■南ア・アパルトヘイトとの戦い■
遠い夜明け
(1987年)
監督:リチャード・アッテンボロー
出演:ケビン・クライン、デンゼル・ワシントン
お勧め度:
☆☆☆☆☆
もう18年も前の映画なんですね。
若き日のデンゼルが演じた運動家・スティーブン・ビコに感動です。
【概要】
アパルトヘイトに揺れる南アフリカで男たちの熱い友情が生まれる。一人の黒人運動家(デンゼル)と、彼のメッセージを命がけで世界に伝える白人の新聞編集長(ケビン・クライン)の生き様を、巨匠リチャード・アッテンボローが力強く描いた壮絶なドラマ!
【感想】
アパルトヘイト=人種隔離政策(黒人差別・白人至上主義)っつーことは知ってたけど、こんなに壮絶だったとは・・・。ここまで酷い政治が行われていたという事実に、改めて驚きました。アメリカの比じゃないくらい残酷です。しかも、大昔の話じゃなく、たった20年前。この映画の公開当時さえ、まだ続いていたことらしいですね。
ちなみに、南アフリカで史上はじめて
全人種が参加する選挙が行われ、
マンデラ政権が誕生したのは、1994年。その7年前に公開された映画ということですから、当時はすごい話題だったんだろうなあ。今まで知らなかった自分が情けない(^^;)。もちろん、制度上のアパルトヘイトは1991年に廃止されていますが、今でも完全に差別がなくなったわけじゃないようで。
外務省のデータによると
人口4,483万人(2003年:南ア国勢調査)
黒人(79%)、白人(9.6%)、カラード(混血)(8.9%)、アジア系(2.5%)
ご覧の通り、
黒人がほぼ8割を占める国。
それなのに、1割に満たない人口の白人が、ここまで有色人種を支配し弾圧してきたというのは、本当に恐ろしい話です。ある意味、凄い。

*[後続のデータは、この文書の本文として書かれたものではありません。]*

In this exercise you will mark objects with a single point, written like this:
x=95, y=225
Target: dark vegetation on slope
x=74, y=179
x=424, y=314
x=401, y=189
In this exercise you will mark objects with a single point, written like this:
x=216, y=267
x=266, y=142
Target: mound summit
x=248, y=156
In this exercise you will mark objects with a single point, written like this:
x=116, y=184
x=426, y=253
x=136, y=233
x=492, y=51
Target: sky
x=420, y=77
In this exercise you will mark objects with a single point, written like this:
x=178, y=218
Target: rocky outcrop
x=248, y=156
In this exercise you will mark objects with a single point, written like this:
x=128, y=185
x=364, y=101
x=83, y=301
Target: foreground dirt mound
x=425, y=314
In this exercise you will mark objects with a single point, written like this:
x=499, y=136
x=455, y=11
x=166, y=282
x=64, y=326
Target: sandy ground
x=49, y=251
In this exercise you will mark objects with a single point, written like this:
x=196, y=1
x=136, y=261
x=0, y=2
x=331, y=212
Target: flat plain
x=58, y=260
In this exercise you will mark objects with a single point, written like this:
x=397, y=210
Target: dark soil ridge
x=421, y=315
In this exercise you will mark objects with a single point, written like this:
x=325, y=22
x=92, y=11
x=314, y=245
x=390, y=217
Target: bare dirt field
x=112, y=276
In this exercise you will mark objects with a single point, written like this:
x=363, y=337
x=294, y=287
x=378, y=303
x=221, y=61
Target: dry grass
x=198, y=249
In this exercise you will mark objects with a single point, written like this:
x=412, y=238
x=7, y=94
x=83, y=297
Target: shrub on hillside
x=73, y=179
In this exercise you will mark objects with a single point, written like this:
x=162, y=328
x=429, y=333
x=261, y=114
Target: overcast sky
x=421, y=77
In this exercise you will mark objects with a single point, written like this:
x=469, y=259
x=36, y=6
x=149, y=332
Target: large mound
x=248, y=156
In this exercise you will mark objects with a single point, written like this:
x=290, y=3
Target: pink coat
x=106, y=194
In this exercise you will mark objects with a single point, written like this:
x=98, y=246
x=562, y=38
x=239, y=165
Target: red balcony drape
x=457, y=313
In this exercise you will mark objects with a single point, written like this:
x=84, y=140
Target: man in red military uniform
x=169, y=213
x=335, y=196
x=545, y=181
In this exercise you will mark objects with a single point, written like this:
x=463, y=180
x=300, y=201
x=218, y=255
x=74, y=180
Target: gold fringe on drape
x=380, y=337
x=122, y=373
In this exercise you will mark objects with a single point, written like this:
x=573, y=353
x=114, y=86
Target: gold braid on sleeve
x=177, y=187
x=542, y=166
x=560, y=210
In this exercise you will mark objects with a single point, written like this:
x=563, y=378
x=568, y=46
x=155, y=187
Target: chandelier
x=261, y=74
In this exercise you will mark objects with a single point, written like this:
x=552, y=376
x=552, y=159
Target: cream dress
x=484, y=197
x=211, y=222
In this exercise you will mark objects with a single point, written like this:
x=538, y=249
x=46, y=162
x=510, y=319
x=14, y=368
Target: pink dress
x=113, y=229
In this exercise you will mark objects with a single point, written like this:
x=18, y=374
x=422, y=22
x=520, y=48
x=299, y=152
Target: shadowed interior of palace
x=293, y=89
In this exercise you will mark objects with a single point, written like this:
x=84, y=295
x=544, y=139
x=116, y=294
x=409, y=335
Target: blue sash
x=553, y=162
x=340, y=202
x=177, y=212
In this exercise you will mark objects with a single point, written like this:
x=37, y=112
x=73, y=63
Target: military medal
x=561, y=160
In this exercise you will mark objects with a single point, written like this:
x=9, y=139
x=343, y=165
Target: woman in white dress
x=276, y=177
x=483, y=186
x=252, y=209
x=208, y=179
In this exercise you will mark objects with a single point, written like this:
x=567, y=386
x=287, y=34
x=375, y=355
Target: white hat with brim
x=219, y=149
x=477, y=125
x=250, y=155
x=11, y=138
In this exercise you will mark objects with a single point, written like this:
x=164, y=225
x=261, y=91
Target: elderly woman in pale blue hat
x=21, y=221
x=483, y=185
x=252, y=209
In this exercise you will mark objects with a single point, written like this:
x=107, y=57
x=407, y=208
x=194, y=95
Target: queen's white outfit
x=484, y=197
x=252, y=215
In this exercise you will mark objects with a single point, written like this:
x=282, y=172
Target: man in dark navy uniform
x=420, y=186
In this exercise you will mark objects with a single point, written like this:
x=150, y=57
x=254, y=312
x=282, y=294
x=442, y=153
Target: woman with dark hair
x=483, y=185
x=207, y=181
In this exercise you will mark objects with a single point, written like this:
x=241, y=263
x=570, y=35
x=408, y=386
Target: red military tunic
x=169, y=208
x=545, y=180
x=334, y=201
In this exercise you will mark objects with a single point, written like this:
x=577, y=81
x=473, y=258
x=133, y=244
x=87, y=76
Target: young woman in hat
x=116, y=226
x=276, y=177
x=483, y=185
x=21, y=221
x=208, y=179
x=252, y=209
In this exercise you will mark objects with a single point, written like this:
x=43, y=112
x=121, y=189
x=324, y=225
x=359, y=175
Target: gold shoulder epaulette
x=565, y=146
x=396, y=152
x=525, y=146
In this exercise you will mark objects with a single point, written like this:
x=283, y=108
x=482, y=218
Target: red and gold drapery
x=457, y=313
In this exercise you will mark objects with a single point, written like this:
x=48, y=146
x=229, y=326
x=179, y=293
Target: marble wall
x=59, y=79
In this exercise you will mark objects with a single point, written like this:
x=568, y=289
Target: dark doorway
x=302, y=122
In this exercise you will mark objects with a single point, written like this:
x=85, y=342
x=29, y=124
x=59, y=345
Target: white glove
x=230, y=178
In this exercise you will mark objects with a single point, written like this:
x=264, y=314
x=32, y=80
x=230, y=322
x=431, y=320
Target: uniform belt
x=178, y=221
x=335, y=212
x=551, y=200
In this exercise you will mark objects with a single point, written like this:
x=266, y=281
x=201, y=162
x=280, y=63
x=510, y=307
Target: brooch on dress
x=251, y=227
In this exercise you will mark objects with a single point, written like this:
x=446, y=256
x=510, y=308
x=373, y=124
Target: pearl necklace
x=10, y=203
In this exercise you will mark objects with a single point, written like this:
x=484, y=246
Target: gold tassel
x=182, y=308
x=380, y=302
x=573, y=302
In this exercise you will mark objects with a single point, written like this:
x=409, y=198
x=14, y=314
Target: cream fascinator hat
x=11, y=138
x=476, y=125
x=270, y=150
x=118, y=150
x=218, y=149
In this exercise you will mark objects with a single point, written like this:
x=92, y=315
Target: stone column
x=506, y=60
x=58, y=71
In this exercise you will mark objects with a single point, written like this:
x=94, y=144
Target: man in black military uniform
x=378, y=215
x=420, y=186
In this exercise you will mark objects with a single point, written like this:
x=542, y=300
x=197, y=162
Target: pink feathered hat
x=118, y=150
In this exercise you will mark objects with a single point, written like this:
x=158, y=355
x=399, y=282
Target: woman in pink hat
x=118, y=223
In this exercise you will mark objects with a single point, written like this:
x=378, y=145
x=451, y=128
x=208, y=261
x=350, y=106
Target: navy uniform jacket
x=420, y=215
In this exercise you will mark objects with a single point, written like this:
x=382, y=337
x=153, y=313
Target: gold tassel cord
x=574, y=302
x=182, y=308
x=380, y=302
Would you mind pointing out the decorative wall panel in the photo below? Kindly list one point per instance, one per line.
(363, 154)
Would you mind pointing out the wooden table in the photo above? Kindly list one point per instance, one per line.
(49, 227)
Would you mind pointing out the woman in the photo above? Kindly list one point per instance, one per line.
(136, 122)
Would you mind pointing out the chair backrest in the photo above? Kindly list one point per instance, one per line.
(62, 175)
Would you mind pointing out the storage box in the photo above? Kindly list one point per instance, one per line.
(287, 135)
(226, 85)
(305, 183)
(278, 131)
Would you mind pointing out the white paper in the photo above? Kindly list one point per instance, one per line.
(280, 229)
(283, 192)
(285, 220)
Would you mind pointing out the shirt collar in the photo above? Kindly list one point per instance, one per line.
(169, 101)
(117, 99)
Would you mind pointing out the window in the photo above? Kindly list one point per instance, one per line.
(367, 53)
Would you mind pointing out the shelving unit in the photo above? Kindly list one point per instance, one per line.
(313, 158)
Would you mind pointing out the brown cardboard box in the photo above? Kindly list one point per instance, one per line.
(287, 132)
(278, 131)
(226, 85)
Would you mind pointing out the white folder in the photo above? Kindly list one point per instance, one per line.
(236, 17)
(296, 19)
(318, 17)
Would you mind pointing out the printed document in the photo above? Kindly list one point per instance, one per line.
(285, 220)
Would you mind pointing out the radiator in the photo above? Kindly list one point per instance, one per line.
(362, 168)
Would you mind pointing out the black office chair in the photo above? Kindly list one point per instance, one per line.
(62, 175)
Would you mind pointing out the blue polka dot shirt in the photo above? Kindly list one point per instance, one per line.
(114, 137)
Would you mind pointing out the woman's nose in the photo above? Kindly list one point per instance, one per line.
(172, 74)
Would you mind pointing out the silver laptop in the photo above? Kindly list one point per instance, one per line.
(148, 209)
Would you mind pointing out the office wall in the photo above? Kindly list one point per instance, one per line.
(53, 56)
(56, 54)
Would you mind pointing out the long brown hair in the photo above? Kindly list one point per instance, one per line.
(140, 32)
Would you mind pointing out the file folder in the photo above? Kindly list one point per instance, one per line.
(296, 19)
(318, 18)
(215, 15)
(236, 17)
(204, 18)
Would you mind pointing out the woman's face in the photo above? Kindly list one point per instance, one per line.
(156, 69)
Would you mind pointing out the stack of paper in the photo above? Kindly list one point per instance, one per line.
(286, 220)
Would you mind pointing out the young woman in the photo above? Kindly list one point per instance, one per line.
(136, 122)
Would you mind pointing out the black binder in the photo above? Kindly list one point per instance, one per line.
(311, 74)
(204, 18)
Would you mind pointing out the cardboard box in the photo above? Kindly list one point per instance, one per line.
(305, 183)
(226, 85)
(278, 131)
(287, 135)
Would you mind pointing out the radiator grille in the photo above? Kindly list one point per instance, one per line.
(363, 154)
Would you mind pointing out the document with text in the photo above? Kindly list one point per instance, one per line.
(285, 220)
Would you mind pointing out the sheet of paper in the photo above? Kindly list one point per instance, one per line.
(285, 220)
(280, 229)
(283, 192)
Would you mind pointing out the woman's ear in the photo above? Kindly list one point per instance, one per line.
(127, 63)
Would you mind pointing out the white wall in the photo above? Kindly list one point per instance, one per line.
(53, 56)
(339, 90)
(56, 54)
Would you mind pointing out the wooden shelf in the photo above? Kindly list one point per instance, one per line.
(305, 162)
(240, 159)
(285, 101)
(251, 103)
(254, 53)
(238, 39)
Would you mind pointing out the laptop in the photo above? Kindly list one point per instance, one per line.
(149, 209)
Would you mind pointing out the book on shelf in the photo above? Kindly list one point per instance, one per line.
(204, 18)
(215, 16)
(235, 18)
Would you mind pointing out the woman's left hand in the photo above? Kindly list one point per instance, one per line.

エンディング・クレジットにもあるけど、この映画は、主人公の白人新聞編集長ドナルド・ウッズが実際に監修した映画だそうです。つまり、ほぼ
実話ってことです。もうとにかく、テーマは重いし、どうしようもなく怒りと悲しみが沸きあがる映画なんですが、諦めずに自由を求めた黒人たちと、それを支えた一部の白人たちの姿に感動します。未見の方にはぜひお勧めしたい映画です。
ただちょっと難を言えば、後半の亡命劇が長すぎるかな。
ここの部分のハラハラドキドキよりも、もうちょっとビコの生涯に焦点を当てるか、ウッズのその後みたいな部分も描いてほしかった。
私が
デンゼル・ワシントンという俳優を意識したのは、
Mo Better Bluesという映画。
この映画での彼はとても優柔不断で、セクシーな役柄でしたが、これより前のデンゼルのことは知らなかったので、かなり新鮮でした。当時からすでに演技派だったということがわかります。
彼が演じた運動家スティーブン・ビコは、決して暴力に訴えて扇動するタイプではなく、非常に落ち着いた態度で、言葉で説得するタイプ。南ア訛りの英語を使っての熱演です。
やっぱ彼はすごい役者さんだわ。